Little Joys of Discovery #1

     Every so often I learn something new in the most delightful way. Today I was out weeding the garden, turning soil to prepare for planting some vegetables, when I was surprised to come across this:


     As you can see, it's part of a wasp nest. The top image shows what surprised me: instead of hanging from the bottom of a branch somewhere, it's attached to the roots of the grass I was removing from the vegetable garden. That is, the paper nest had be constructed completely underground. I'm used to seeing wasp nests above ground, in trees or under the eaves of my garage, like this one, which I excised from our apple tree one autumn a few years ago and have been keeping in a sealed plastic box because it was just such a fabulous specimen:


    Now, you may have known this all along, but it simply never occurred to me that wasps might go to all the trouble to excavate an underground chamber and then go ahead and make this elaborate paper structure as well. I suppose I just assumed that what with the paper and the stings, wasps wouldn't bother to dig like this. And yet they do, and I feel richer for having found that out first-hand, rather than from a book or a blog, as much as I like books and blogs.

     I recall the same sort of experience a few years ago, lying on the grass and happening to notice a bee landing nearby carrying a piece of a leaf, before it disappeared into a tiny burrow in the ground. I was astonished. I had, of course, heard all about leafcutter ants, and their marvellous underground fungus farms, but somehow I had never heard of leafcutter bees. So I promptly went and looked them up, and it turns out they're very important pollinators for many crops. A few years later, I was replacing some rotten boards on our deck, and found tunnels lined with leaves, and packed with yellow powdery deposits I assume was pollen, stored for the bee's young. (Yes, singular possessive "bee's"; apparently leafcutter bees are a solitary species.) I wish I had taken a picture.
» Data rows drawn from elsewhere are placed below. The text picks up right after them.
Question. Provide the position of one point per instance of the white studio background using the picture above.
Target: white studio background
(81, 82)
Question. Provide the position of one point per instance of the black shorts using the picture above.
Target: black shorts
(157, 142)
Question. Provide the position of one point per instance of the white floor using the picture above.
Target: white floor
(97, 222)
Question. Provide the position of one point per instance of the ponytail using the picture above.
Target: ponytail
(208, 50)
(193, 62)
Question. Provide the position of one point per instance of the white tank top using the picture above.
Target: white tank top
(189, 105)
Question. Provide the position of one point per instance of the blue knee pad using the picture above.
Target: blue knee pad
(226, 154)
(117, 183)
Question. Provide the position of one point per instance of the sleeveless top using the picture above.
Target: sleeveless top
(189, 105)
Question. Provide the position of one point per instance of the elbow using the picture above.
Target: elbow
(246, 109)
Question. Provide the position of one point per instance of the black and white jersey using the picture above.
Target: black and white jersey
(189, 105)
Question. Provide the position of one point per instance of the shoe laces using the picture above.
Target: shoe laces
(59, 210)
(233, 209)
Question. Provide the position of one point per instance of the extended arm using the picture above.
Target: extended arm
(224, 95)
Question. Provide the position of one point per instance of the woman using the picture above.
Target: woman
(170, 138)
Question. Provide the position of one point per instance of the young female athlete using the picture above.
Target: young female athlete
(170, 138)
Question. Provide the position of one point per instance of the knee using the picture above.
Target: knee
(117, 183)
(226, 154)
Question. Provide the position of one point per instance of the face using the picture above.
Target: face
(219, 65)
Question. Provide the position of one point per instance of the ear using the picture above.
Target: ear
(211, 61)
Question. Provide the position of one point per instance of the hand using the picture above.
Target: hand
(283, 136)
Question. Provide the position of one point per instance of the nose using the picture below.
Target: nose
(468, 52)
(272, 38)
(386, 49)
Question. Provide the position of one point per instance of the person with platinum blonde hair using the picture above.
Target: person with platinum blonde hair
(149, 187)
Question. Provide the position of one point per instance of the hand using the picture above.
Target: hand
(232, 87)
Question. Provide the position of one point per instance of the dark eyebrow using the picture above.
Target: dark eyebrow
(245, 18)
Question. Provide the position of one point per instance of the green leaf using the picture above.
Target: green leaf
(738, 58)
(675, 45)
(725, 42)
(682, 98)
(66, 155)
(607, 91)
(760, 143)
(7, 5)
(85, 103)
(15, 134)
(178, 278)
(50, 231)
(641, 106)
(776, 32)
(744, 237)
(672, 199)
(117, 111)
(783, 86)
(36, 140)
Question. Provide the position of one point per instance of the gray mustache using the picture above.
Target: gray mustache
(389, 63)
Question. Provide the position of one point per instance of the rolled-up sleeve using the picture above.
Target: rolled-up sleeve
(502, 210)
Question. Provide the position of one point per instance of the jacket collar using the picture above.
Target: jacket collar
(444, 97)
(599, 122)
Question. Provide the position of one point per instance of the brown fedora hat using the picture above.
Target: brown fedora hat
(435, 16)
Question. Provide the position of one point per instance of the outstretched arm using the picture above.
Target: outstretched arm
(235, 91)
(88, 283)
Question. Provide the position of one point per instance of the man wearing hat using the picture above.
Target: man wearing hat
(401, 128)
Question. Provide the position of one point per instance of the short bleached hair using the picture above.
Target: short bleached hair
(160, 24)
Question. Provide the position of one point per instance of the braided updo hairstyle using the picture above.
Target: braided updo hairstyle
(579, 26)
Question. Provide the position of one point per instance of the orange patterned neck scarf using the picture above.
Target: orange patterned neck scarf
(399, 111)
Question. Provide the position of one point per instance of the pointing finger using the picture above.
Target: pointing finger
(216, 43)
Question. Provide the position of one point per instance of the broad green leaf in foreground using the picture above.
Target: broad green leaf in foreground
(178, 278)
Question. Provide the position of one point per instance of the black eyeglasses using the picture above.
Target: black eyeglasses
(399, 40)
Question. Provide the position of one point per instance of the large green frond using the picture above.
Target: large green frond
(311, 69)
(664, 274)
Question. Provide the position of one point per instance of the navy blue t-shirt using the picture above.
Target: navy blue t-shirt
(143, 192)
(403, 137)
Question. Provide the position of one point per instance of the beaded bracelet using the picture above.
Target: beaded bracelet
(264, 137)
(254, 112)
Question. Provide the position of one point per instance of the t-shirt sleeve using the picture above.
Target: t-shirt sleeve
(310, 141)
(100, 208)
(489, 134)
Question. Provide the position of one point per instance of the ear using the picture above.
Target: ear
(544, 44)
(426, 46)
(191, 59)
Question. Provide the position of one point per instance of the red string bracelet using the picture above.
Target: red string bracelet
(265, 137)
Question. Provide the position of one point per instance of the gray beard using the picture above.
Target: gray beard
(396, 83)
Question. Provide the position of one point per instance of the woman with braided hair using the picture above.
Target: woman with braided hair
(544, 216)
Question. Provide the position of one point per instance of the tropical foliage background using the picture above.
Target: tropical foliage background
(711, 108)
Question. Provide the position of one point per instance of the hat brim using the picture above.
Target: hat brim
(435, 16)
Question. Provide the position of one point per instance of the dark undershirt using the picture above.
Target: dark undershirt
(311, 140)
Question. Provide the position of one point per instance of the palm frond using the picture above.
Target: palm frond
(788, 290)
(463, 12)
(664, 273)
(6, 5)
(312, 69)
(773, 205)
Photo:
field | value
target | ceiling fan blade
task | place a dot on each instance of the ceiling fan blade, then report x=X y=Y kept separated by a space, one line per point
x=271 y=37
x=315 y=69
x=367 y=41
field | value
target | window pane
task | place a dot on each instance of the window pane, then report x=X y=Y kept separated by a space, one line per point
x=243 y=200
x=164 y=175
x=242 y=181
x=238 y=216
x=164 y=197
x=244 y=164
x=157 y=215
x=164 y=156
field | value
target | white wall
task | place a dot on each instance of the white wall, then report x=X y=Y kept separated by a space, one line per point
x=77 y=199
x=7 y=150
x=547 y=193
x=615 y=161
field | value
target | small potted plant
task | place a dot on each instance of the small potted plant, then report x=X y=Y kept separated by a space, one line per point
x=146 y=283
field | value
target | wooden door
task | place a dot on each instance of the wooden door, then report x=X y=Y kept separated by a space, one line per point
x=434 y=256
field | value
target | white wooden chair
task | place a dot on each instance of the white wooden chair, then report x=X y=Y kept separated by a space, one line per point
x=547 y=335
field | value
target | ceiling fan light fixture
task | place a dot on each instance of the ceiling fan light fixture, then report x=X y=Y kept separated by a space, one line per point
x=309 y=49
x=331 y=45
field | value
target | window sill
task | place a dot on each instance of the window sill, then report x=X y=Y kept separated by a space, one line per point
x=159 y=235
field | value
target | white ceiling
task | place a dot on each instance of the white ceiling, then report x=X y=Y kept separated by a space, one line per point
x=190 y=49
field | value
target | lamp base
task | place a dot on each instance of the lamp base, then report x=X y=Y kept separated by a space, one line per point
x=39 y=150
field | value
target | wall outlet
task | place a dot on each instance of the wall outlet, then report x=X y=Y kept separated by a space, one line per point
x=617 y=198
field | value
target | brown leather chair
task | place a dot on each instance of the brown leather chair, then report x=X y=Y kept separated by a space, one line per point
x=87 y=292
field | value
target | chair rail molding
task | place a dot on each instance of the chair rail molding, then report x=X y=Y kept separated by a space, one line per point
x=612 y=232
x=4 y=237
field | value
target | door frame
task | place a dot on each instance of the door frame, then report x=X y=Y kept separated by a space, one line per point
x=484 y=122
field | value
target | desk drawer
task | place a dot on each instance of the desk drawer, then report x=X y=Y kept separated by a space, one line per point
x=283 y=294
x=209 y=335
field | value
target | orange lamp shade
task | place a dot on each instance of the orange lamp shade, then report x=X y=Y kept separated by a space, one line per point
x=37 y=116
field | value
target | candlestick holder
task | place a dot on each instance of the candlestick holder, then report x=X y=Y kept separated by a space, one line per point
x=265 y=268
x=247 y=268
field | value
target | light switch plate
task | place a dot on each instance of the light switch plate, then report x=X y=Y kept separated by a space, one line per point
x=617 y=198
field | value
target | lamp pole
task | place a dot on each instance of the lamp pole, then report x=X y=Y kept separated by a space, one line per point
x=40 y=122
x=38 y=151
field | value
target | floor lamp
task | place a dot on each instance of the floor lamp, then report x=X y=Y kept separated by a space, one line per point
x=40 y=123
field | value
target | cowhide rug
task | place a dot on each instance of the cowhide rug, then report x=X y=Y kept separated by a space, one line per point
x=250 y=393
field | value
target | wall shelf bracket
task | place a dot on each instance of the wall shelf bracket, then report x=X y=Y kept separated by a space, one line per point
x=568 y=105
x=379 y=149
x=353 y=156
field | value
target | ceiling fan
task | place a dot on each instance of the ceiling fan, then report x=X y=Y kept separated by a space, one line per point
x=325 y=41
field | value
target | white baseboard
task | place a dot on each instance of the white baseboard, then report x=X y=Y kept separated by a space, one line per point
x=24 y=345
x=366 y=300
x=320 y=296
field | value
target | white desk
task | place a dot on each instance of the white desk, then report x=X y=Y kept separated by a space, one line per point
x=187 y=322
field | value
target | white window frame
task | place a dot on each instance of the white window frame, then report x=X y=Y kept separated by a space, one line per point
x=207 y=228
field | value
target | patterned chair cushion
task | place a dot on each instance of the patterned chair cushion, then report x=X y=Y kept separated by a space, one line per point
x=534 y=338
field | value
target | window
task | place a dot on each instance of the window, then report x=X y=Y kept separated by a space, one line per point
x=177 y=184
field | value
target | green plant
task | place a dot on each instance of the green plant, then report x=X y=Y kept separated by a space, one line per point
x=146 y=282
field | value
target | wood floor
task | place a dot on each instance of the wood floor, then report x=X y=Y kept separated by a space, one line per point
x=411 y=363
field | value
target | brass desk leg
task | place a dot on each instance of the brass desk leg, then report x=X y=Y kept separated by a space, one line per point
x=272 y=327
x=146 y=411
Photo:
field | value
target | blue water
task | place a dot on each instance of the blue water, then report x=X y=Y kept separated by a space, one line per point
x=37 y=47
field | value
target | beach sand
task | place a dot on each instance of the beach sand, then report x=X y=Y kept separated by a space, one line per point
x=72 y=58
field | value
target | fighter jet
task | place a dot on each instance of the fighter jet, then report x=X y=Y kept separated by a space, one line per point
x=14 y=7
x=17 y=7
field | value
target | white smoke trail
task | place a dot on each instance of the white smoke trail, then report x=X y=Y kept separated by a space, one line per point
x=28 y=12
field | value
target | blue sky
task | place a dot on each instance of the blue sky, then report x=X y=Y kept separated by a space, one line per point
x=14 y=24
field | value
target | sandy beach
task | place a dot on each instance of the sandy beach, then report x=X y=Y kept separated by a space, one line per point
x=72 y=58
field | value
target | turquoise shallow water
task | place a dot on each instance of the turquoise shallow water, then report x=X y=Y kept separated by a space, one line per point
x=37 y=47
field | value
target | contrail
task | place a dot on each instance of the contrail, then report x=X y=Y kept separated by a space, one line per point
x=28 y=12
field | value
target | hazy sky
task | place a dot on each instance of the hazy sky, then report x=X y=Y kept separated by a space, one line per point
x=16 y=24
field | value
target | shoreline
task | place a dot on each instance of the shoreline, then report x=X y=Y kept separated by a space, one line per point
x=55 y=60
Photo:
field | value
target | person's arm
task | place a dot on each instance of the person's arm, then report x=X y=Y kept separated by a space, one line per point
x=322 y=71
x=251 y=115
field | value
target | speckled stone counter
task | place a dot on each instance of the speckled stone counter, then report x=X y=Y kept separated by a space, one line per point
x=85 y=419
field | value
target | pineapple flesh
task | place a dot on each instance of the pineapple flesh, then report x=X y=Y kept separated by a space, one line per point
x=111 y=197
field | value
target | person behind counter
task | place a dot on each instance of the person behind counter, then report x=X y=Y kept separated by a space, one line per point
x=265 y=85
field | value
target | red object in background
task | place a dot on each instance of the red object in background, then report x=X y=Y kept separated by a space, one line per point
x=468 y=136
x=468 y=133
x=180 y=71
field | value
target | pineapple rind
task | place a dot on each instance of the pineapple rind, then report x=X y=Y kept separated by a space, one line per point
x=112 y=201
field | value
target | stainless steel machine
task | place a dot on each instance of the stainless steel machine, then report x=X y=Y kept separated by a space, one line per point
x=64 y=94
     While I had the camera out for the wasp nest, I also took a couple of other shots of delightful discoveries I happened upon today, though neither quite so surprising to me as learning that wasps built paper nests underground. After all, I knew that robins ate worms, though I was puzzled at why this one seemed to be just idly sitting there on the wire for so long without either eating its prey or taking it home to feed its chicks.

      I also knew that chives spread like weeds, but I was still pleased to find this one, almost as it if had been posing for a photo. Usually I find it disguised as tall grass, hiding from the lawnmower behind the raspberry bushes.


     So much for today's self-indulgent photo essay.